Interactive image stack viewing in jupyter notebooks
Project description
stackview
Interactive image stack viewing in jupyter notebooks based on ipycanvas and ipywidgets. TL;DR:
stackview.curtain(image, labels, continuous_update=True)
Installation
stackview can be installed using conda or pip.
conda install -c conda-forge stackview
OR
pip install stackview
If you run the installation from within a notebook, you need to restart Jupyter (not just the kernel), before you can use stackview.
Usage
You can use stackview
from within jupyter notebooks as shown below.

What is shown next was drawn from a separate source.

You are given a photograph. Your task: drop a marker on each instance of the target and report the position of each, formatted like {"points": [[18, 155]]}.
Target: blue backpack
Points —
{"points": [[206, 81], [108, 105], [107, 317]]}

Also check out the demo notebook on google colab or in
Starting point is a 3D image dataset provided as numpy array.
from skimage.io import imread
image = imread('data/Haase_MRT_tfl3d1.tif', plugin='tifffile')
You can then view it slice-by-slice:
import stackview
stackview.slice(image, continuous_update=True)
To read the intensity of pixels where the mouse is moving, use the picker.
stackview.picker(image, continuous_update=True)
Orthogonal views are also available:
stackview.orthogonal(image, continuous_update=True)
Furthermore, to visualize an original image in combination with a processed version, a curtain view may be helpful:
stackview.curtain(image, modified_image * 65537, continuous_update=True)
The curtain also works with 2D data. Btw. to visualize both images properly, you need adjust their grey value range yourself. For example, multiply a binary image with 255 so that it visualizes nicely side-by-side with the original image in 8-bit range:
binary = (slice_image > threshold_otsu(slice_image)) * 255
stackview.curtain(slice_image, binary, continuous_update=True)
The same also works with label images
from skimage.measure import label
labels = label(binary)
stackview.curtain(slice_image, labels, continuous_update=True)
A side-by-side view for colocalization visualization is also available. If you're working with time-lapse data, you can also use this view for visualizing differences between timepoints:
stackview.side_by_side(image_stack[1:], image_stack[:-1], continuous_update=True, display_width=300)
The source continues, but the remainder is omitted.